Wednesday 14 March 2012

Presentation notes: "Web 2.0 - Participation or Hegemony?"

  • Intro and Basic Notes:
---> Has Web 2.0. really democratised our access to the media, switching the power from producers to audiences, or whether it has simply become absorbed into values of 'old media.'

--> Web 2.0. has been described as a medium which allows audiences to become producers of media texts. It requires web-based software, such as blogs, which audiences can use to produce and share their own work.

--> Yet, it can be argued that 'Web 2.0.' often referred to as 'We Media' democratises the media as anyone with a web connection can create and publish texts, (user generated content); we no longer have to rely upon professional or traditional 'old' media.

--> Some critics believe this had led to 'dumbing down' and 'culture of amateur' because anyone - regardless of ability can create texts.

--> With research into 'YouTube' people found that nowadays most clips were uploaded by fans rather than the traditional media companies themselves. In addition, YouTube allows users to create their own channels and is currently plugging channels by Rihanna, Beyonce and Katy Perry. Clearly, these artists are using the site as a promotional vehicle.

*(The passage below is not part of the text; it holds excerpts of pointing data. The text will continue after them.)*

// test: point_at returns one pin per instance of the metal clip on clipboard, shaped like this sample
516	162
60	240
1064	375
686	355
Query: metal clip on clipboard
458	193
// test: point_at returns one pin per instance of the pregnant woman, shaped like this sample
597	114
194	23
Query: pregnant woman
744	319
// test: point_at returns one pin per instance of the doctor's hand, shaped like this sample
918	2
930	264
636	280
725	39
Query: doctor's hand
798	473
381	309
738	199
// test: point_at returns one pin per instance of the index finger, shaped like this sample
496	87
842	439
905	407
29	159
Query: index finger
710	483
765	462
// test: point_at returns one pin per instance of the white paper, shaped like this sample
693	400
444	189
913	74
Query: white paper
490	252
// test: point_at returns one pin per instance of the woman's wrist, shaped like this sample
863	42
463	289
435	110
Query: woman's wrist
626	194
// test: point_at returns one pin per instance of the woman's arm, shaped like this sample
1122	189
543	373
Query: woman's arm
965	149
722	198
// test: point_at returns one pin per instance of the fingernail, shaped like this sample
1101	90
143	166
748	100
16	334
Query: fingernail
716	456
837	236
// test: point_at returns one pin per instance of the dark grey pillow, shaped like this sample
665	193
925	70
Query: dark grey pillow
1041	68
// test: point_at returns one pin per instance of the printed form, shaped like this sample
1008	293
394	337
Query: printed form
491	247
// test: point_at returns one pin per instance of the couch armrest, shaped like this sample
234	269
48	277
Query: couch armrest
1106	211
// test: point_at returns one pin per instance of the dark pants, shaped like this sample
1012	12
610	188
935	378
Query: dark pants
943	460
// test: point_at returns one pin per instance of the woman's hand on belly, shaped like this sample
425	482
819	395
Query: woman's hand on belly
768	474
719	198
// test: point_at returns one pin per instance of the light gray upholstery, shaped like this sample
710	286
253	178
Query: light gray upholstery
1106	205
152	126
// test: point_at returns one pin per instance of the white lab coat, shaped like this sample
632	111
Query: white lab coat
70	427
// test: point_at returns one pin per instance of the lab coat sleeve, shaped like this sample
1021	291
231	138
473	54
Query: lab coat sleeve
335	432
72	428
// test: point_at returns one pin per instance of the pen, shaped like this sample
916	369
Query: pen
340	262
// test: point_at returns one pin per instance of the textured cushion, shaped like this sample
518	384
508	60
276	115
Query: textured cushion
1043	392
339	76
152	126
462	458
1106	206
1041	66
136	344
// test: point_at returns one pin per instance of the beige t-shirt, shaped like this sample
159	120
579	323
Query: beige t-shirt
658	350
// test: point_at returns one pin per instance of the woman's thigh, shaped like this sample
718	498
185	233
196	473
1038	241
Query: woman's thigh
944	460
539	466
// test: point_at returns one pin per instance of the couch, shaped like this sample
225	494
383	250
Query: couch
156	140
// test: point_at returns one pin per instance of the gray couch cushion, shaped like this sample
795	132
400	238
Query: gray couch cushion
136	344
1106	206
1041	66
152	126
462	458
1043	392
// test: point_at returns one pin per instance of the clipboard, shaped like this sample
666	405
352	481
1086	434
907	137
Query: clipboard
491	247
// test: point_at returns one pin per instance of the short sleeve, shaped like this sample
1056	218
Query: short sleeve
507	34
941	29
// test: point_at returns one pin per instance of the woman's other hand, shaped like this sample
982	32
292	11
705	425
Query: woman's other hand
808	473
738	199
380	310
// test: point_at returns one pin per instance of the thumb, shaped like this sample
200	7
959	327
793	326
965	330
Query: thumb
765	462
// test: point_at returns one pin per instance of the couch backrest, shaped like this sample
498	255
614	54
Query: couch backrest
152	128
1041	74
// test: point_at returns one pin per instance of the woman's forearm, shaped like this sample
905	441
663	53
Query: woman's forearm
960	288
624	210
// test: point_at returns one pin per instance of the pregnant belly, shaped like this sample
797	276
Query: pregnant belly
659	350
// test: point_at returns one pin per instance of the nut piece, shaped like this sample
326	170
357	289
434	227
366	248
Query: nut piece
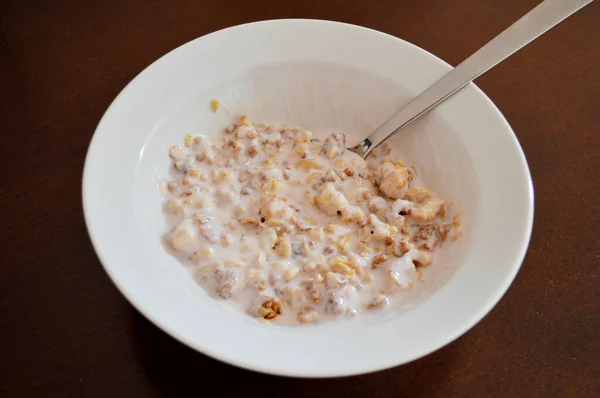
379	301
308	316
378	260
249	221
270	309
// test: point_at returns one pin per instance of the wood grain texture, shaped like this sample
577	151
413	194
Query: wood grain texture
66	331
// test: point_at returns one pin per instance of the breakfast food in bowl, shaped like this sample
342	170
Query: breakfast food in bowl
295	231
464	151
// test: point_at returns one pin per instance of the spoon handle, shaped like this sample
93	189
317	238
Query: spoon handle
536	22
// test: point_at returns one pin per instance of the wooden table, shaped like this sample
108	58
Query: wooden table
66	331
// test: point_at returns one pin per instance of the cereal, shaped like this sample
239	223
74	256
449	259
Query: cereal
296	232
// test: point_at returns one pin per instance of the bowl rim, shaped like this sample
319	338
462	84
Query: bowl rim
484	309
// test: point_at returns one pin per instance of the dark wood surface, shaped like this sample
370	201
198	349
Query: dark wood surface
66	331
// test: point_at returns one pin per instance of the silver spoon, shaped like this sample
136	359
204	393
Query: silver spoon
536	22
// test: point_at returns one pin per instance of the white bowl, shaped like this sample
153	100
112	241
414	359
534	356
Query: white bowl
321	75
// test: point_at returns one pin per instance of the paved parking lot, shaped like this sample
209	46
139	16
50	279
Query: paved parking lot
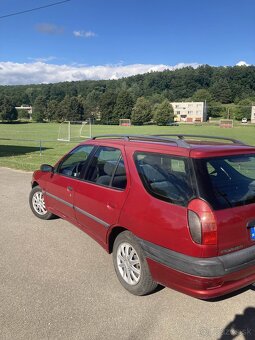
57	283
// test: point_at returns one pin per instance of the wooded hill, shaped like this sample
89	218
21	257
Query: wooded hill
114	99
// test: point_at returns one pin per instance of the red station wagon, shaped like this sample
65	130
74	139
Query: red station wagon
178	210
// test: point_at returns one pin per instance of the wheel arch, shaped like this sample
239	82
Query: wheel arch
114	232
34	184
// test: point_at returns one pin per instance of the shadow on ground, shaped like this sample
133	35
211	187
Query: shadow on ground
15	150
243	324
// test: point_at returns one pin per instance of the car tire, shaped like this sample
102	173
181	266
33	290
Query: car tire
37	204
131	266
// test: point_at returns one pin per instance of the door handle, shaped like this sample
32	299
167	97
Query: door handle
110	205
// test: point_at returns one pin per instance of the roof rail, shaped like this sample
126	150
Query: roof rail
183	136
164	138
150	138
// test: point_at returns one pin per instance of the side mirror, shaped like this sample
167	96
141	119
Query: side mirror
46	168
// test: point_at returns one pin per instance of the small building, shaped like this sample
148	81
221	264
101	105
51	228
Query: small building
190	112
29	109
253	114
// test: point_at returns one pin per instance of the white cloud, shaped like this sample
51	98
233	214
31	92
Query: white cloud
47	28
41	72
43	59
84	34
242	63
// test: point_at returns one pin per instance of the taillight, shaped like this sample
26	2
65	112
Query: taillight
202	224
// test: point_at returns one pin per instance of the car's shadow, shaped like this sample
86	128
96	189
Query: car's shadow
242	324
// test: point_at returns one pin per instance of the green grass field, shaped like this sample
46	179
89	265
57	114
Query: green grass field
19	153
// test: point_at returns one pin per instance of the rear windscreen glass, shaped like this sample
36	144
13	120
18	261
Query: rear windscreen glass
227	181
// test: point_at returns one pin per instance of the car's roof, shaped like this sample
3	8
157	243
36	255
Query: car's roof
197	146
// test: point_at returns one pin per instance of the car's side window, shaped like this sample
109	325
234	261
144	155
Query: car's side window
75	161
165	177
107	168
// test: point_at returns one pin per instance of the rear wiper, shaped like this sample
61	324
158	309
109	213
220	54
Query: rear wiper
224	195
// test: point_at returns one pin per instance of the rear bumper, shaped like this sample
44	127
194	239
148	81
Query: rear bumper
203	278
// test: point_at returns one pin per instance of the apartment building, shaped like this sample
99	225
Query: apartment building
190	112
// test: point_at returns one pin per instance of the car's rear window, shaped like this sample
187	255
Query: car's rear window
165	177
227	182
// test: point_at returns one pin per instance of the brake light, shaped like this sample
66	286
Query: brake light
202	223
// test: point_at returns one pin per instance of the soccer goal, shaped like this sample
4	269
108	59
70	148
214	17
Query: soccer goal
226	123
125	122
74	130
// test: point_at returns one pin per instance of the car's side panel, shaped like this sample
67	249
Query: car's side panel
59	192
97	208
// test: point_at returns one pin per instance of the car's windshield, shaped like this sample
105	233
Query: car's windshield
227	181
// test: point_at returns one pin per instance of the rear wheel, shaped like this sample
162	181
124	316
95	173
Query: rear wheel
131	266
37	204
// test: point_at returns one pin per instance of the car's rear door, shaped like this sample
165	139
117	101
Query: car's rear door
99	198
61	187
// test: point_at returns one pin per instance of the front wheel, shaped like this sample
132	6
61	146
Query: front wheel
37	204
131	266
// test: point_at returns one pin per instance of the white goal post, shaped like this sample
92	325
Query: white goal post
73	130
226	123
125	122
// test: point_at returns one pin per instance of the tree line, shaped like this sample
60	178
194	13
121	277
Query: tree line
140	98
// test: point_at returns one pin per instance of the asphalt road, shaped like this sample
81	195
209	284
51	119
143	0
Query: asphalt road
57	283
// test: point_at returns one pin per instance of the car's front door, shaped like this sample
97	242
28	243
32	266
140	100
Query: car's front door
99	199
60	189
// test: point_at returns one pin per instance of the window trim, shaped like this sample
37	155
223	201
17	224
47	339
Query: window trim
154	194
91	155
113	174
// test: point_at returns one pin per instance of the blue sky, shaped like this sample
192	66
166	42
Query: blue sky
93	39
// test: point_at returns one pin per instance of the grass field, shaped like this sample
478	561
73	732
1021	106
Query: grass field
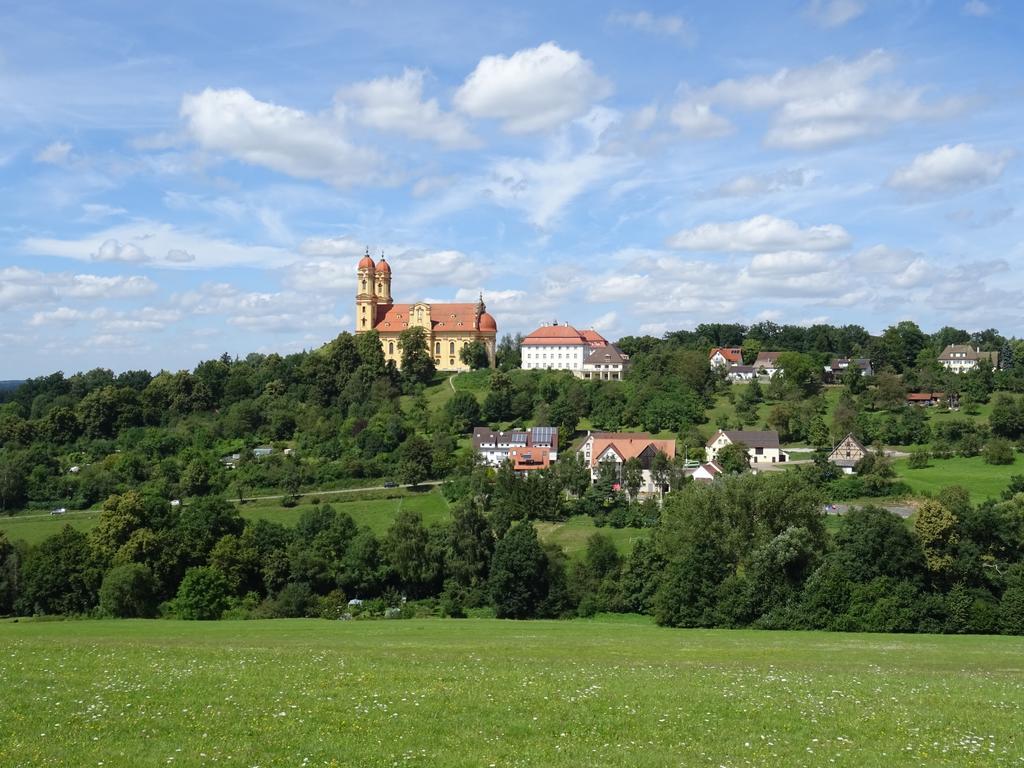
981	480
479	692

--> Additionally, Jean Burgess and Joshua Green concluded that there are 2 'YouTube's', they say it's a space where these 2 categories (traditional media and home video) co-exist and collide, but do not fully converge.

--> What they suggest appears to be happening is that 'YouTube' is now used more frequently as a commercial network for promotional and catch-up purposes that runs alongside and often dominates original, trivial 'user generated content.'

--> They also explain that even though we become used to watching television programmes on computers, mobile phones or music players, we still experience it as television.

  • Co-opting the amateur:
--> This co-option of the 'amateur' is also clear in the way that it is structured by the dominant ideological discourse. For instance, although 'YouTube' has allowed ordinary people to become celebrities such as "Charlie is so cool like!" They do not have the same status as celebrities created by traditional media.

--> Graeme Turner argues, "Even when ordinary people become celebrities through their own creative efforts, there is no neccessary transfer of media power: they remain within the system of celebrity native to, and controlled by, the mass media."

--> Some say that without the help of traditional media Charlie McDonnell (Charlie is so cool like) cannot excercise 'celebrity power'; he is defined as a celebrity in the terms of traditional media only.

  • Conclusions:
--> The real question is has Web 2.0. switched power from producers to audience? The answer is perhaps a "NO" but the balance has shifted as we - the audience - no longer have to rely upon the 'access' traditional media offered us, such as newspapers, letters, pages or radio phone-ins.

--> Instead, today we can easily produce texts ourselves even if we seem to be more interested in mimicking traditional media by becoming YouTube celebrities, or watching music videos and/or television programmes by our favourite artists.